The UKNFS through a National Lottery funded research project on health and wellbeing issues and needs exploration in the 2014 – 2015 period found for example that out of a large (300+ individuals) sample size of participants in SE London’s Nepali community, revealed a 0% participation rate by the latter’s LGB&T community (in the UK, Nepal, globally, never less than 6% out of the total given population are on the basis of extensive academic research and other evidence, LGB or T. This meant that the 6%+ LGB&T participants of the research project weren’t comfortable and probably were afraid to disclose their sexual orientation or gender identity to the researchers, who were Nepali.
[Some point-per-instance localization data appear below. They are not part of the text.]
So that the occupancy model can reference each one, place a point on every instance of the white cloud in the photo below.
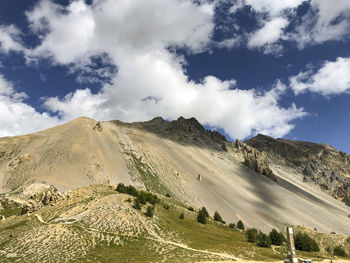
(150, 80)
(331, 79)
(16, 116)
(272, 7)
(268, 34)
(9, 39)
(325, 21)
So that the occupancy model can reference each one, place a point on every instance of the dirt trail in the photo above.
(156, 238)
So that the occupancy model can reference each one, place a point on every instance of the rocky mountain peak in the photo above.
(318, 163)
(182, 129)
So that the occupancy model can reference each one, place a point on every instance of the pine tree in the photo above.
(252, 235)
(276, 237)
(240, 225)
(201, 218)
(217, 217)
(150, 211)
(263, 240)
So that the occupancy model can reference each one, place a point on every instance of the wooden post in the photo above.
(291, 256)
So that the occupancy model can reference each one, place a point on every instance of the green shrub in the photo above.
(205, 212)
(304, 242)
(251, 235)
(276, 237)
(121, 188)
(232, 225)
(131, 190)
(137, 204)
(150, 211)
(201, 217)
(217, 217)
(339, 251)
(263, 240)
(240, 225)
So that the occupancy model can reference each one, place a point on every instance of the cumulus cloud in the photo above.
(150, 80)
(325, 21)
(10, 39)
(331, 79)
(268, 34)
(16, 116)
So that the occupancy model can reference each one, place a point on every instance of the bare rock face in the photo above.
(319, 164)
(36, 196)
(97, 127)
(254, 160)
(182, 130)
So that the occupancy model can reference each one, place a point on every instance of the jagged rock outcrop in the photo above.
(320, 164)
(97, 127)
(185, 130)
(254, 160)
(36, 196)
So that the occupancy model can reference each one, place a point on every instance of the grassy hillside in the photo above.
(98, 224)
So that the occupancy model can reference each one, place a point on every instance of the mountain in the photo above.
(180, 158)
(319, 164)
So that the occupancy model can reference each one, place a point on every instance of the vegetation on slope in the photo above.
(99, 224)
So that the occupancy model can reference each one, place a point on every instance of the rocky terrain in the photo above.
(98, 224)
(181, 158)
(319, 164)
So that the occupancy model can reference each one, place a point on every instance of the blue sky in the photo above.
(242, 67)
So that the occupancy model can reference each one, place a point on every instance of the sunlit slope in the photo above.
(75, 154)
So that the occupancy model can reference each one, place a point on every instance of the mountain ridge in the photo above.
(181, 159)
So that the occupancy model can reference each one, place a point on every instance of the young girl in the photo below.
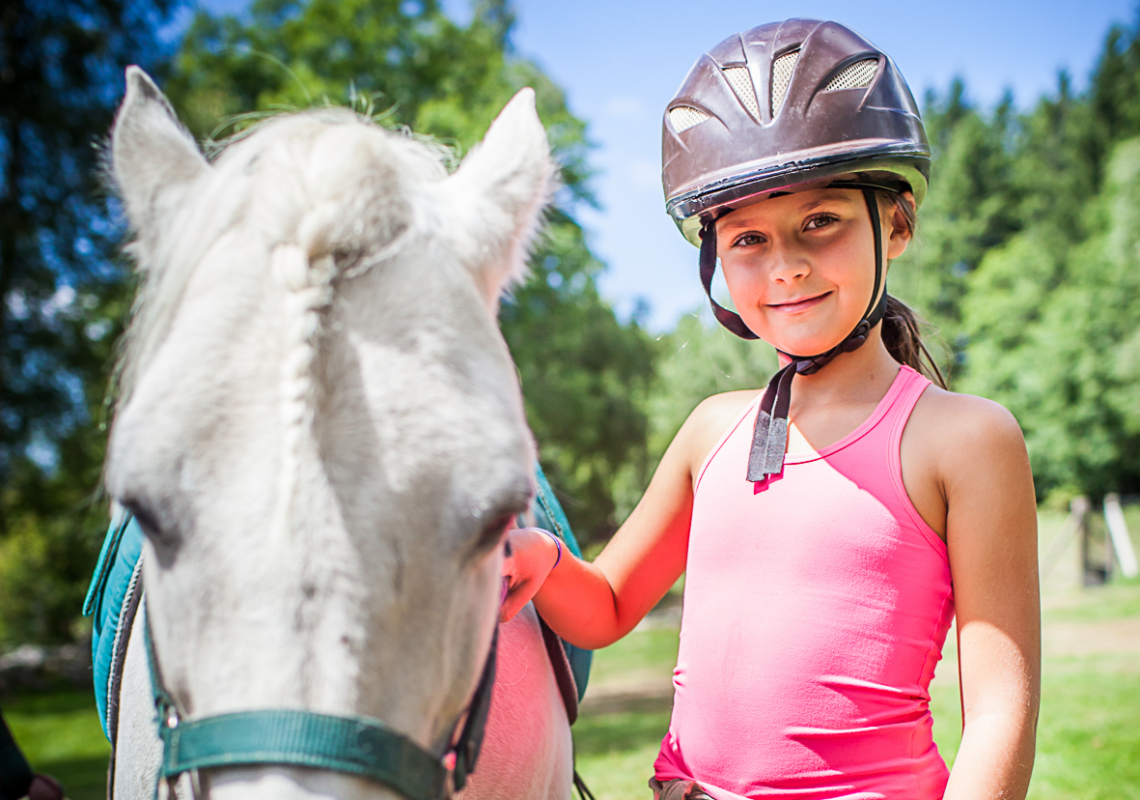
(832, 527)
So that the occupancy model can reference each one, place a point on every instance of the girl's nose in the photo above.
(787, 263)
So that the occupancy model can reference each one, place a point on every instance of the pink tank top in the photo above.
(816, 604)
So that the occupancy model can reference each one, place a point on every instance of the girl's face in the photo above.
(800, 267)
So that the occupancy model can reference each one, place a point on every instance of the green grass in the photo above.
(59, 734)
(1088, 736)
(1088, 740)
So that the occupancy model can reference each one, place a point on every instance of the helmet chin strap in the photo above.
(770, 437)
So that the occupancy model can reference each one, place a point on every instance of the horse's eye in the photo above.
(162, 538)
(491, 535)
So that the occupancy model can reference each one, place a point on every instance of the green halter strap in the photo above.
(356, 745)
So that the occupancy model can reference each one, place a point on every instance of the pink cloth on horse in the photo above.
(816, 604)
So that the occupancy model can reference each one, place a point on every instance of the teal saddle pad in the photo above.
(117, 572)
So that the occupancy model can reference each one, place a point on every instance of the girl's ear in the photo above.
(902, 225)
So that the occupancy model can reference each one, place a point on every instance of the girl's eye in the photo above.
(820, 221)
(747, 239)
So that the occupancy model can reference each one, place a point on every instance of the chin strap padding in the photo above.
(770, 437)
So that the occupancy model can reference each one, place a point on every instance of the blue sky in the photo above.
(619, 63)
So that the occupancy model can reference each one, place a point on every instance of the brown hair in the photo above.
(902, 328)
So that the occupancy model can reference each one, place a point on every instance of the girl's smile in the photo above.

In the UK, Nepali LGB&T community members exist, and not a few have found the UK a more appropriate and, generally speaking, respectful of their identities, society than that of Nepal itself: not a few are in dual heritage Anglo-Nepali partnerships/marriages/civil partnerships. However, generally, we through outreach to UK Nepali LGB&T community members as part of developing the content of this information resource, have found that almost universally these community members have to conceal their identities in regard to broader UK Nepali community communication. Nevertheless, the community takes part in the UK’s broader LGB&T South Asian sub-culture through once monthly London dedicated South Asian LGB&T community nightclub events and in other ways.
Dual nationality couples:
Increasing numbers of loving couples, married partners or civil partners, in the UK, two loving individuals from different nationalities, cultures and ethnicities/races have from the earliest times and especially since the second half of the 20th Century and more than ever now in the early 21st Century, been coming together to form unions. This phenomenon is also accelerating in regard to indigenous British and Nepalis.
Such unions result in equal level mutually rewarding learning about each partner’s given culture, and as such produce a unique phenomenon of Pan-Western/British – South Asian/Nepali life-long sharing of cultures and even forming distinct transcultural lived and developed experience, happiness and wisdom: the very opposite of the phenomenon of defensive, ignorance-based racism. As such, although small in number still, Anglo-Nepali couples count as a particularly important UK Nepali sub-population.
There is at least one example of an Nepali-English married couple where the indigenous British side of the partnership is a famous UK pop musician, there are UK – Nepali same-sex married/civil partner couples, and even major UK Nepali-retired Gurkha community leads married not to Nepalis but to indigenous British wives.